On 14 Mar 2010, at 06:55, Brent Meeker wrote:


I could have said "associated" or "attributed" instead of "attached". To say that a brain is conscious is a category error. My brain is not conscious (no more than a rock). The person who has that brain can be said to be conscious.

So how does a person "have" a brain?  Why does a computation need one?

The basic computations does not need a brain or a computer, given that they already exists in the elementary (first order logical) relation between numbers. Now, a universal number can make computation relatively to another universal number, or relatively to an infinity of univesral numbers (according to the point of view).
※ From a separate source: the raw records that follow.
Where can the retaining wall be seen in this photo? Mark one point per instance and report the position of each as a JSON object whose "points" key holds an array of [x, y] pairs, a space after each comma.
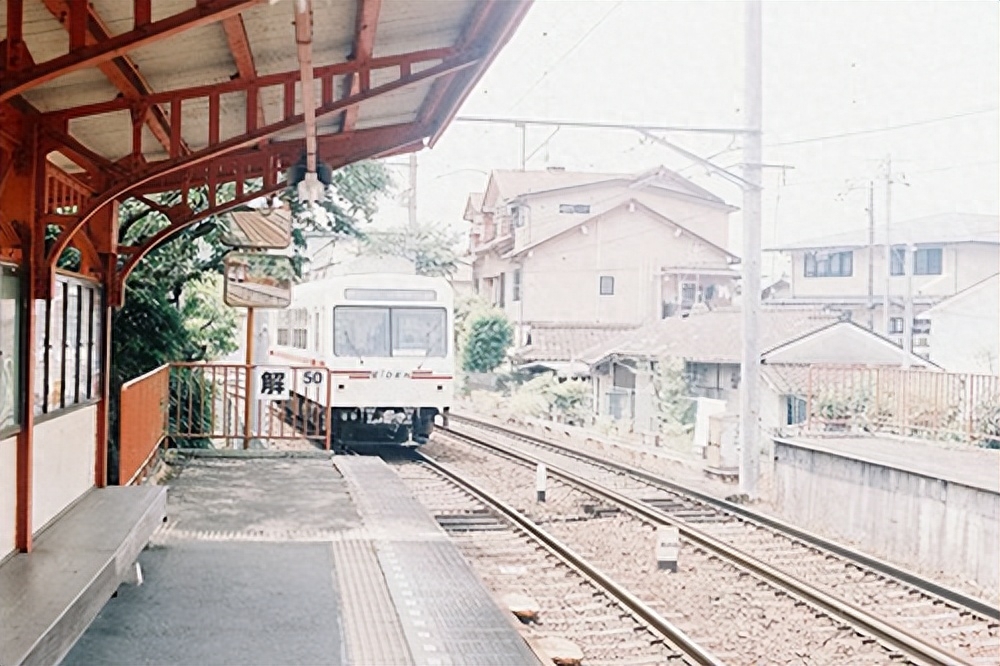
{"points": [[901, 515]]}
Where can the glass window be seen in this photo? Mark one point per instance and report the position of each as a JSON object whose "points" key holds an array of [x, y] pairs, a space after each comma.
{"points": [[832, 264], [71, 365], [927, 261], [10, 321], [384, 332], [607, 285], [360, 331], [419, 332], [898, 257]]}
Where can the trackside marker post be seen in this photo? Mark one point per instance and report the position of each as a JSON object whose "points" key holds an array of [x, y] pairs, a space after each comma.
{"points": [[668, 541]]}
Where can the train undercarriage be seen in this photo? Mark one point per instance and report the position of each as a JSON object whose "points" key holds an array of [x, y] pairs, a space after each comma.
{"points": [[369, 426]]}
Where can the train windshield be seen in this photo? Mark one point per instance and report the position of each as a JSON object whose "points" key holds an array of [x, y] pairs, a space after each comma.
{"points": [[385, 332]]}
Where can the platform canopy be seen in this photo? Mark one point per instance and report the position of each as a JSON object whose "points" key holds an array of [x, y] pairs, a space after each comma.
{"points": [[105, 100]]}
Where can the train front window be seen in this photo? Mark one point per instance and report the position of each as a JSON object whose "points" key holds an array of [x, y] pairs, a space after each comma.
{"points": [[418, 332], [359, 331], [383, 332]]}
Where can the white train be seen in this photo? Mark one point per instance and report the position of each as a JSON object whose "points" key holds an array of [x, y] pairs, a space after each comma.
{"points": [[387, 339]]}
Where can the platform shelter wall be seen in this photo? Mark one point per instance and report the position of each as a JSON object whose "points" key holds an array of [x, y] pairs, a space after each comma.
{"points": [[65, 448], [8, 494]]}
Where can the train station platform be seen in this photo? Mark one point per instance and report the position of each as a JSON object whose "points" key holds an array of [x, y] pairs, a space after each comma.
{"points": [[300, 558]]}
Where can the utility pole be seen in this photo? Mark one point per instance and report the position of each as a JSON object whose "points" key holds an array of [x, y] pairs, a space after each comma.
{"points": [[871, 255], [413, 191], [752, 196], [886, 300]]}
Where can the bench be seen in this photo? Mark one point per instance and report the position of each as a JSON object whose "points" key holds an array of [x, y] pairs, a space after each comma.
{"points": [[50, 596]]}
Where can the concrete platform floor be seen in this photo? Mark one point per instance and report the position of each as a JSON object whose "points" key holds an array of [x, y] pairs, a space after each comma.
{"points": [[240, 574]]}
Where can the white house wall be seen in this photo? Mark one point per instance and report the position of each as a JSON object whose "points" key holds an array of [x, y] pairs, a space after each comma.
{"points": [[8, 494], [561, 278], [965, 336], [63, 468], [962, 266], [708, 221]]}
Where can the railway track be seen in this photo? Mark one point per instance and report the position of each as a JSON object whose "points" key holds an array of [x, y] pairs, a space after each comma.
{"points": [[915, 619], [572, 599]]}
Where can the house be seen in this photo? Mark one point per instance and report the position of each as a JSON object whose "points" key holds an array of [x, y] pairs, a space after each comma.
{"points": [[556, 247], [710, 345], [848, 272], [965, 329]]}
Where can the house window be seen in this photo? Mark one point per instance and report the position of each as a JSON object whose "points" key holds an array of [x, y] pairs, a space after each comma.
{"points": [[68, 337], [795, 410], [832, 264], [927, 261], [898, 257], [10, 348], [607, 285]]}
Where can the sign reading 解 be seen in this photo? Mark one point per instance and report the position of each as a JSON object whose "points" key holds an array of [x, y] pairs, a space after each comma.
{"points": [[272, 382]]}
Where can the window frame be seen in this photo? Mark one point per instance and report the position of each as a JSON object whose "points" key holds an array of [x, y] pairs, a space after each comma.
{"points": [[601, 282], [815, 267], [390, 333], [928, 268]]}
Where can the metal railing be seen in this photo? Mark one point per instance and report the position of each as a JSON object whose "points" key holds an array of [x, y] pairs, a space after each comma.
{"points": [[209, 406], [909, 402], [142, 423]]}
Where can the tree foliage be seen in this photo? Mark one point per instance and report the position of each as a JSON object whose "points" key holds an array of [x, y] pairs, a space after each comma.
{"points": [[430, 248], [490, 336], [173, 307]]}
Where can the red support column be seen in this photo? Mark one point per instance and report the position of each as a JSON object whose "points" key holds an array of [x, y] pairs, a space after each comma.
{"points": [[103, 230], [17, 200]]}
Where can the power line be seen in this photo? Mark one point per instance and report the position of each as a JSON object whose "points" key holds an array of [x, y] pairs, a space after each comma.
{"points": [[565, 55]]}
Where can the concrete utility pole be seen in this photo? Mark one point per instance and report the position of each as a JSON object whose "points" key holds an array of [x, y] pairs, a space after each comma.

This makes it possible to develop a greater degree of relative autonomy, partial control, etc. with respect to its probable local universal histories. A person has an infinity of brains, all generated infinitely often by the UD.




The same consciousness will be associated to that person in all computational histories going through the relevant brain's computational state.
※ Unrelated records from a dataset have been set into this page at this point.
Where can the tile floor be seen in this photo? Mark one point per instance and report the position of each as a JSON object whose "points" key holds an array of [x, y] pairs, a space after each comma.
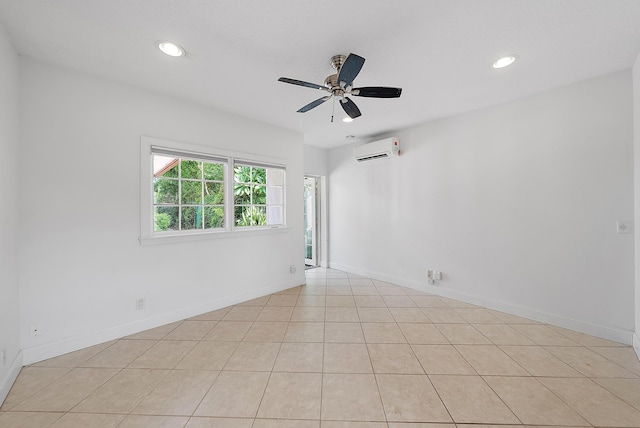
{"points": [[340, 352]]}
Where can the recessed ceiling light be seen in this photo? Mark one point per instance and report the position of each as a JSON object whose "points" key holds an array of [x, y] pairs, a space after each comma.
{"points": [[505, 61], [171, 49]]}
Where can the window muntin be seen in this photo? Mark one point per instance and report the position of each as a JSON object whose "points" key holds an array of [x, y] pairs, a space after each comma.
{"points": [[188, 193]]}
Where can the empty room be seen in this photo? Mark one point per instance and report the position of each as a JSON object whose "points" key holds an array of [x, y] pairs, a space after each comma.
{"points": [[339, 214]]}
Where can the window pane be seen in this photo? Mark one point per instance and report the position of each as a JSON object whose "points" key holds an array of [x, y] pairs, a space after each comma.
{"points": [[213, 171], [191, 192], [260, 195], [165, 218], [213, 217], [191, 218], [213, 193], [190, 169], [165, 191]]}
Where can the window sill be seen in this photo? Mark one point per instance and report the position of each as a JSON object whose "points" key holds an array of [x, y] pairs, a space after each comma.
{"points": [[188, 237]]}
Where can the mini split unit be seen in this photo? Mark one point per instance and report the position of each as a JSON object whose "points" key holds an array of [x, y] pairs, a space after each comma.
{"points": [[382, 149]]}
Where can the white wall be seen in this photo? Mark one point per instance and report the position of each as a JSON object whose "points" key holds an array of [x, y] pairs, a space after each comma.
{"points": [[81, 265], [636, 189], [516, 204], [9, 296]]}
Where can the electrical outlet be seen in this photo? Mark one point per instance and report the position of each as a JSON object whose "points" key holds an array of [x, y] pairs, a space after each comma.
{"points": [[35, 330]]}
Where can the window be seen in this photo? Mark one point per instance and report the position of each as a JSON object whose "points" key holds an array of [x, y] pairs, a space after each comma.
{"points": [[189, 190]]}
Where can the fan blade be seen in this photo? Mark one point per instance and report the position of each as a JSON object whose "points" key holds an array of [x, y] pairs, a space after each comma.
{"points": [[314, 104], [350, 108], [301, 83], [350, 69], [377, 92]]}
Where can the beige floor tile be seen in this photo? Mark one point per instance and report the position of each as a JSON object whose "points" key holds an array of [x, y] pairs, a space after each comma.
{"points": [[462, 334], [260, 301], [28, 419], [312, 300], [477, 316], [67, 391], [120, 354], [266, 331], [367, 301], [428, 302], [383, 333], [216, 315], [253, 356], [341, 314], [623, 356], [76, 358], [340, 301], [243, 313], [409, 315], [292, 396], [285, 423], [304, 332], [31, 380], [532, 403], [308, 313], [228, 331], [365, 291], [123, 392], [399, 301], [539, 362], [502, 334], [154, 333], [351, 397], [394, 359], [442, 359], [343, 332], [594, 403], [191, 330], [410, 398], [165, 354], [208, 356], [375, 315], [443, 316], [626, 389], [140, 421], [470, 400], [588, 362], [543, 335], [202, 422], [283, 300], [422, 334], [275, 313], [83, 420], [299, 357], [339, 290], [179, 393], [346, 358], [222, 399], [490, 360]]}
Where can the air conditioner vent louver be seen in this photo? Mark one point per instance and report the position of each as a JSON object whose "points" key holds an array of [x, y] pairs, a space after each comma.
{"points": [[381, 149]]}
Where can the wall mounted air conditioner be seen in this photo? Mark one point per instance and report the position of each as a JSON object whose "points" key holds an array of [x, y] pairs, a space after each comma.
{"points": [[389, 147]]}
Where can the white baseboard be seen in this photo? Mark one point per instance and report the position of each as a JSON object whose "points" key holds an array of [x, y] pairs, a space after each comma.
{"points": [[605, 332], [10, 377], [59, 347]]}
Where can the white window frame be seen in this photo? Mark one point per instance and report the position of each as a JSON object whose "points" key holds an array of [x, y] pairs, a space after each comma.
{"points": [[148, 236]]}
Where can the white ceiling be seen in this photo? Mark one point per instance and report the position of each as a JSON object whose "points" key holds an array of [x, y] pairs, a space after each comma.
{"points": [[439, 51]]}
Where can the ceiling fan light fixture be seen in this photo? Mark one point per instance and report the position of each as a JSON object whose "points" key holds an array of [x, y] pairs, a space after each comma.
{"points": [[505, 61], [171, 49]]}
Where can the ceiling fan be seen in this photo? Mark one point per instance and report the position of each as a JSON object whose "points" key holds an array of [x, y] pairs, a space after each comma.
{"points": [[340, 84]]}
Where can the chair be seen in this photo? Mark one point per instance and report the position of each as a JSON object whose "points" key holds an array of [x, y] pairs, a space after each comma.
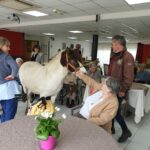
{"points": [[75, 109]]}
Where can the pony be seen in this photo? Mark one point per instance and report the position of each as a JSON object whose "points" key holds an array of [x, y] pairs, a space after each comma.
{"points": [[47, 80]]}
Obviously you are supposing that the brain's computational state does not entirely determine the its future states, e.g. different computations (in fact infinitely many) "go thru" the same state. But is this because of quantum indeterminancy or because of different external interactions (e.g. perceptions) or both.
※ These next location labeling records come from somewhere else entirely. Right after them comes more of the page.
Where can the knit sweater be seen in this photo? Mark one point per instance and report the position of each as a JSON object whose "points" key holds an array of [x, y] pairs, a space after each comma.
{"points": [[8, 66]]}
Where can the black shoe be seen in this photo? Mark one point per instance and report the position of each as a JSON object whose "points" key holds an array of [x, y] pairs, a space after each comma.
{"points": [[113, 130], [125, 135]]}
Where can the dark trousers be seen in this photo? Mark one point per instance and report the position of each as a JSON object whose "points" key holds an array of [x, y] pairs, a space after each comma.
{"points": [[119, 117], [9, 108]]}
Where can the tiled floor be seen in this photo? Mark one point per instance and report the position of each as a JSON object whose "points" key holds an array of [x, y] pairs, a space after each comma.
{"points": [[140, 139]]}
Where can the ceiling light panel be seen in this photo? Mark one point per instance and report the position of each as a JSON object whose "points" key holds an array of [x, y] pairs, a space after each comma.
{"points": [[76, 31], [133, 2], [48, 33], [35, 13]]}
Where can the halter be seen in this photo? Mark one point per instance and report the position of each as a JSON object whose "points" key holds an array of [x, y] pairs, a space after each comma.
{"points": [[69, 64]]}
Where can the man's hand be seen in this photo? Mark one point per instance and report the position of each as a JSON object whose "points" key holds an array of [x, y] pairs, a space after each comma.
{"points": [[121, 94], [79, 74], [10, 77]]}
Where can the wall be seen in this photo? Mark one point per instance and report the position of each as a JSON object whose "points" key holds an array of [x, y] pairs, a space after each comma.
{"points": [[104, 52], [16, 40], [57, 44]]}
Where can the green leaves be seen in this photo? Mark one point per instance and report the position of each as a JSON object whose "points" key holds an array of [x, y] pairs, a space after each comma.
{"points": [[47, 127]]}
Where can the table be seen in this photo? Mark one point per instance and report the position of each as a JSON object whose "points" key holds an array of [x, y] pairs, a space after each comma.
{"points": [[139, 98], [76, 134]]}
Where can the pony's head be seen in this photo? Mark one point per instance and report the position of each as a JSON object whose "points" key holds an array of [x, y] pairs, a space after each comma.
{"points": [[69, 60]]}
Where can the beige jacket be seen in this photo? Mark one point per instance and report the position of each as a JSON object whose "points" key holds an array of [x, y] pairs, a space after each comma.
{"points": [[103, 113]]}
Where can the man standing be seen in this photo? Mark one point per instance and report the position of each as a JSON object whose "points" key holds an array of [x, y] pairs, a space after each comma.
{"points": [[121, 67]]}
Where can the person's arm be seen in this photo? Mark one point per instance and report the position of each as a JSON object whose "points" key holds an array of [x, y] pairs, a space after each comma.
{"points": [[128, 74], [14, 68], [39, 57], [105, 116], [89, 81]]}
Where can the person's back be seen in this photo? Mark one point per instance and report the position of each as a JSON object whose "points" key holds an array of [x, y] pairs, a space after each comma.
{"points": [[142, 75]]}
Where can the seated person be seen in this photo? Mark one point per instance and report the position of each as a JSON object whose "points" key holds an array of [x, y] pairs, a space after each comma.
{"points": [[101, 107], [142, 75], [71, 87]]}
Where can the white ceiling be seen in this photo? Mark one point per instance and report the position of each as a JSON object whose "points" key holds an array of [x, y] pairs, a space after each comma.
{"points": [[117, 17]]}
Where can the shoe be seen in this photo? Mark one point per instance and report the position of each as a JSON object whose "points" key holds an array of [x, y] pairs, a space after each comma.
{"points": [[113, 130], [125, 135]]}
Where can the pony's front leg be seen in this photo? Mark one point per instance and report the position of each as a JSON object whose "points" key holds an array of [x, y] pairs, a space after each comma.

Comp indeterminacy, discovering that I belong to this or that type of histories. The state of my brain does not make it possible to predict if a meteor will strike the earth, etc.


Now the relative measure is put on the histories (not the finite number of states), which makes a continuum of histories 2^aleph_0 in the limit space of histories. We have to take that limit space, because the first person is unaware of the delays in the UD-time- step.

So we're taking the limit over computations, not over perceived time?

Careful. This point is subtle. With comp, perceived (and thus first person) time and space is "platonistically defined", in the third person way, by a sum on an infinity of computations. (Re)read (perhaps) uda step1-7.